In Seattle, or in Kitsap county? I’m also guessing that you don’t have massive medical bills.
Seattle not Kitsap, no massive med bills.
I used Kitsap as an example. I’ve noticed that plenty of people will say “Seattle” but actually live in a town well outside the city with far lower housing costs.
We live inside the city limits in a larger house with a relatively hefty mortgage that accounts for the majority of our annual costs, despite the good APR. The biannual chemotherapy is a similar majority of the medical bills.
Could probably make it work with less, but that’s the shortfall from my back-of-the envelope math. Actually just started working with a financial advisor to figure out how to make it happen.

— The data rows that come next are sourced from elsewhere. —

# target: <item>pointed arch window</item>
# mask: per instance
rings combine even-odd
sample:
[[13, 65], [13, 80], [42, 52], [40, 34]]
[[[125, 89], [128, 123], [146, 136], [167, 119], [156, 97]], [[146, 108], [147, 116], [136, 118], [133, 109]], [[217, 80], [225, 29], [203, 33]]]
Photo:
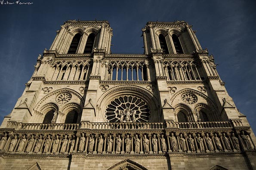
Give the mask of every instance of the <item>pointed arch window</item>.
[[54, 111], [50, 110], [44, 116], [44, 118], [43, 123], [51, 123], [51, 121], [53, 118], [54, 116]]
[[93, 52], [93, 44], [95, 39], [95, 34], [92, 33], [89, 35], [83, 51], [83, 54], [91, 54]]
[[179, 112], [177, 114], [178, 121], [179, 122], [186, 122], [188, 121], [186, 115], [182, 112]]
[[167, 43], [165, 39], [165, 37], [163, 35], [160, 34], [159, 35], [159, 42], [160, 42], [160, 47], [163, 49], [163, 54], [170, 54], [168, 50]]
[[177, 54], [184, 54], [181, 44], [180, 44], [179, 39], [178, 36], [175, 34], [173, 34], [172, 36], [172, 39], [173, 39], [173, 44], [174, 44], [174, 47], [175, 47], [176, 53]]
[[75, 110], [70, 111], [66, 116], [65, 123], [77, 123], [78, 113]]
[[81, 34], [77, 33], [73, 37], [68, 54], [76, 54], [81, 39]]

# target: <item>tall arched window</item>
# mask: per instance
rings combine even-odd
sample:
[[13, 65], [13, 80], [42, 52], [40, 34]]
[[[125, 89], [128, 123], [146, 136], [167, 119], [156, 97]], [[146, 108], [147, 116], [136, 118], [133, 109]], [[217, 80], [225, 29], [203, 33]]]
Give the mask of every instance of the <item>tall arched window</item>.
[[176, 53], [177, 54], [184, 54], [182, 48], [180, 44], [180, 42], [179, 39], [179, 38], [175, 34], [173, 34], [172, 36], [172, 38], [173, 39], [173, 41], [174, 44], [174, 47], [175, 47], [175, 50], [176, 50]]
[[78, 113], [75, 110], [70, 111], [66, 116], [65, 123], [76, 123], [77, 122]]
[[183, 112], [179, 112], [177, 114], [177, 117], [178, 118], [178, 121], [179, 122], [186, 122], [188, 121], [187, 116], [186, 116], [186, 115]]
[[93, 33], [91, 33], [87, 39], [87, 41], [83, 51], [83, 54], [91, 54], [93, 52], [93, 43], [95, 39], [95, 35]]
[[76, 54], [80, 39], [81, 34], [80, 33], [77, 33], [75, 35], [74, 37], [73, 37], [73, 39], [71, 42], [69, 49], [68, 49], [68, 54]]
[[161, 49], [163, 49], [163, 54], [170, 54], [165, 37], [162, 34], [159, 35], [159, 42], [160, 42]]
[[54, 111], [50, 110], [45, 115], [43, 123], [51, 123], [51, 121], [53, 118]]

We’re inside the Seattle limits. I highly recommend getting a financial advisor. Ours charges 1% of the fund as an annual fee, and consistently grows it by 8-10%/year, which is better than I could do and zero effort. Our fund is actually getting bigger even though we live off the income + SS. The goal is to give our daughters a nice inheritance, not hand it over to some corporate nursing home so we can sit for an extra couple years waiting to die. If that choice ever comes up I’ll be off to Switzerland to use one of their nighty-night nitrogen pods, which are legal there but not here in Freedomland. Anyway good luck!
I’m still a long way from being able to dip into SS, but my partner would at least qualify for Medicare within the next decade, which would help significantly.
The mortgage should be paid off just a few months after I qualify for SS, so that would definitely help me coast at that point, but I aim to exit the grind far before then.